This year’s Spark + AI conference had many sessions focusing on the topics of security and threat detection. A few things at the conference caught my eye from a general best practices standpoint – below are some key takeaways and thoughts in regards to a new approach for feature extraction for threat detection modeling.
Model Exploitation and Poisoning
As we become increasingly reliant on models, we might also be opening ourselves up to new forms of exploitation that were not previously possible. Professor Dawn Song (UC Berkeley) described a few of these new attack patterns. For example, an attacker can attempt to compromise the integrity of a machine learning (ML) process by causing the learning system to produce either incorrect results, or an outcome designed by the attacker.
Causing a complex model to produce incorrect results could be achieved by perturbing the model input data in a systematic way, so as to produce model outputs that a human or other basic evaluation system would never produce. An example given was that a traffic stop sign with small but specific, graffiti-like alterations (which, to humans, would seem minor and not at all significantly different from other stop signs) can consistently cause an artificial visual recognition system of, say, an autonomous vehicle to read “45MPH speed limit” and increase speed instead of stopping.
Causing a prediction model to produce outcomes designed by the attacker, on the other hand, can be achieved through “poisoning attacks,” where falsified training data is injected. Crowdsourced data is a lot more likely to be susceptible to poisoning – Microsoft’s Tay Twitter bot may come to mind. Another session alluded to this idea as it relates to fraud modeling, explaining that in the fraud space, where trends change often and frequent retraining is desired, selecting small and recent training data could have an unintended effect. For example, fraudsters could be injecting positive labels gradually with eventual attack characteristics that never substantiate a breach until after model retraining occurs.
Models in the Wild
Another ML topic that raised security concerns is the rise of models that execute remotely on the client/device side. Rohan Kumar, Microsoft’s Corporate Vice President of Azure Data, described the Intelligent Edge – a cloud-based development framework where model deployment can be done seamlessly on either the cloud or devices.
The example application was visual object recognition for drones that may not have signal, or where bandwidth is limited for transmitting large amounts of visual information. In these cases, recognition models are embedded, and only high-level information is transmitted. The concern this raises is that a model could fall into the wrong hands and be repeatedly tested for unintended behavior (such as an incorrect response to an altered traffic sign), or reverse-engineered for other purposes.
Graph Embeddings as a New Security Tool
Dominique Brezinski, a security leader at Apple, presented an interesting new approach to feature extraction for threat and fraud model development. She described network graphs as “the peanut butter in a PB&J security stack.” At least three other talks focused on either graph feature extraction, or graphs as a vital security tool. The most relevant of these to money movement threat detection came from Venkatesh Ramanathan of PayPal. Venkatesh researches new methods of payment fraud detection. In particular, his efforts are focused on preventing collusion fraud, where complex buyer/seller interactions constitute collusive activity, resulting in significant monetary losses for their processor, such as PayPal.

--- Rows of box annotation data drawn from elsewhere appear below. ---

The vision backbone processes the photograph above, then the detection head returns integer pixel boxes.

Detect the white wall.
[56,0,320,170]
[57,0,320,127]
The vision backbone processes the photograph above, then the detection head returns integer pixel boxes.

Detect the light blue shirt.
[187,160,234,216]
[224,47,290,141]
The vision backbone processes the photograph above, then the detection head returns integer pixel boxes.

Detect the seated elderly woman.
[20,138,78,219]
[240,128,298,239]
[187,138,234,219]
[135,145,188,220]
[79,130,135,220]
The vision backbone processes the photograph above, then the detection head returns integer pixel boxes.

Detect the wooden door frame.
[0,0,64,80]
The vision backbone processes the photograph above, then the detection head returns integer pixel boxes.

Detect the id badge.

After representing transactions flowing through a system as relationships of a graph database (where, for example, the buyer and seller are vertices and their various interactions are edges), the complexity of financial interactions does not lend itself easily to row/column-based data for model training. The developer needs to abstract the complexity to produce aggregate features from these interactions that can be used in ML models. Some obvious network patterns can be represented fairly easily, such as number of interactions, concentration of buyers per seller, etc. But to go deeper into the richness of financial networks, an automated approach is needed. One interesting approach used by PayPal is creating graph embeddings using the node2vec. This algorithm uses the word2vec analogy, and was initially developed by Aditya Grover and Jure Leskovec at UC Berkeley.

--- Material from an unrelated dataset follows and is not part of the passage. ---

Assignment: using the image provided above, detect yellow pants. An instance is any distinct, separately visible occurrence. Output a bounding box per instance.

Much like word2vec, node2vec learns embeddings using the skip-gram model. The main difference is in how the corpus is generated and what a sentence is for graphs. While words in a sentence are directed, acyclic and unweighted, graphs can have some or none of these properties. Therefore a sampling approach of a node’s neighbors is performed through random walks – a common strategy for several other graph-representation algorithms, such as Page Rank. The length, number, and likelihood of wandering away from the root node are hyper-parameters for these random walks (in addition to the standard skip-gram model parameters). More specifically wandering is controlled by 2 parameters: Breadth-first Sampling (BFS) and Depth-first Sampling (DFS). So, as the sampling of a neighborhood of a vertex is performed, the transition from one vertex to the next depends on the weight of the vertex edge * alpha, where alpha depends on the mentioned hyper-parameters.
One large and relatively obvious caveat in automating graph feature extraction is that any such strategy depends completely on the graph schema containing the necessary domain information, and being structured so as to give the extraction strategy a fighting chance of being informative. As intuitive as graphs can be, there are still many choices to make to represent relationships. Automatically optimizing the graph structure, such as reassigning edge weights or deciding which edges to include, is currently an intractable problem. Node2vec, however, appears to be a very interesting way to generalize many structural properties of graphs, which can be powerful indicators in fraud detection.